Democratic president Joe Biden trails Republican frontrunner Donald Trump in five of the six most important battleground states exactly a year before the US election as Americans express doubts about Mr Biden's age and dissatisfaction toward his handling of the economy, polls released on Sunday showed.
Additional findings from The New York Times and Siena College Polls released on Monday, however, showed that if Mr Trump were to be convicted in criminal charges against him, some of his support in some swing states would erode by about 6 per cent - "enough, potentially, to decide the election".
Mr Trump, his party's frontrunner for the 2024 nomination as he seeks to regain the presidency, leads in Arizona, Georgia, Michigan, Nevada and Pennsylvania, with Mr Biden ahead in Wisconsin, Sunday's results showed. Mr Biden defeated Mr Trump in all six states in 2020, but Mr Trump now leads by an average of 48 per cent to 44 per cent in those states, the polls showed.
The take
While polls assessing the national popular vote have consistently showed Mr Biden and Mr Trump in a close race, presidential elections typically are decided by the outcomes in a handful of so-called swing states.
Mr Biden's victories in Arizona, Georgia, Michigan, Pennsylvania and Wisconsin - all swing states that Mr Trump carried in 2016 - were instrumental in his 2020 victory. Mr Biden likely would need to carry many of those states again to win re-election.
Biden campaign reacts
"Predictions more than a year out tend to look a little different a year later. Don't take our word for it: Gallup predicted an 8 point loss for President Obama only for him to win handedly a year later," Mr Biden campaign spokesperson Kevin Munoz said in a statement, referring to Democrat Barack Obama's 2012 victory over Republican Mitt Romney.

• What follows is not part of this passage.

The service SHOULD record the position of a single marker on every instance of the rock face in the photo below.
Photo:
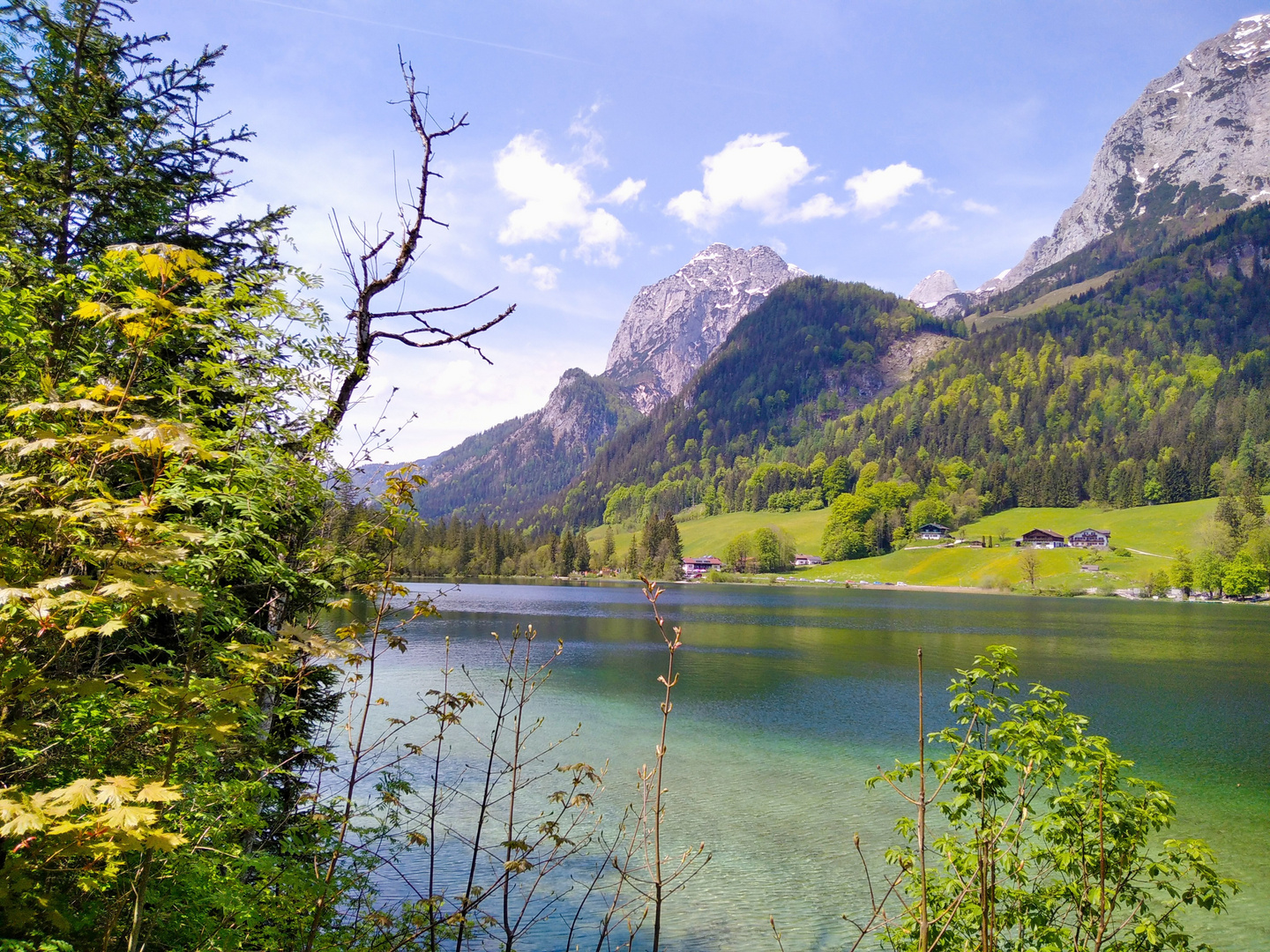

Mr Munoz added that Mr Biden's campaign "is hard at work reaching and mobilising our diverse, winning coalition of voters one year out on the choice between our winning, popular agenda and MAGA (Trump's "Make America Great Again" slogan) Republicans' unpopular extremism. We'll win in 2024 by putting our heads down and doing the work, not by fretting about a poll."
By the numbers
Mr Biden's multiracial and multi-generational coalition appears to be fraying, the polls showed.
Voters under age 30 favour Mr Biden, who is 80, by only a single percentage point, his lead among Hispanic voters is down to single digits and his advantage in urban areas is half of Mr Trump's edge in rural regions, the polls showed.
Black voters - a core Biden demographic - are now registering 22 per cent support in these states for Mr Trump, a level The New York Times reported was unseen in presidential politics for a Republican in modern times.
The margin of sampling error for each state in the Sunday poll is between 4.4 and 4.8 percentage points, which is greater than Mr Trump's reported advantage in Pennsylvania.
Key quote
Larry Sabato, director of the Center for Politics at the University of Virginia, told MSNBC on Monday that any Democratic panic "is really unjustified" with the election still one year away.
"The poll is a useful warning to Democrats about the job they have to do. And the fact is, they have their work cut out for them. The economy is the key to all that," Mr Sabato said. "It takes time for people to absorb new economic realities."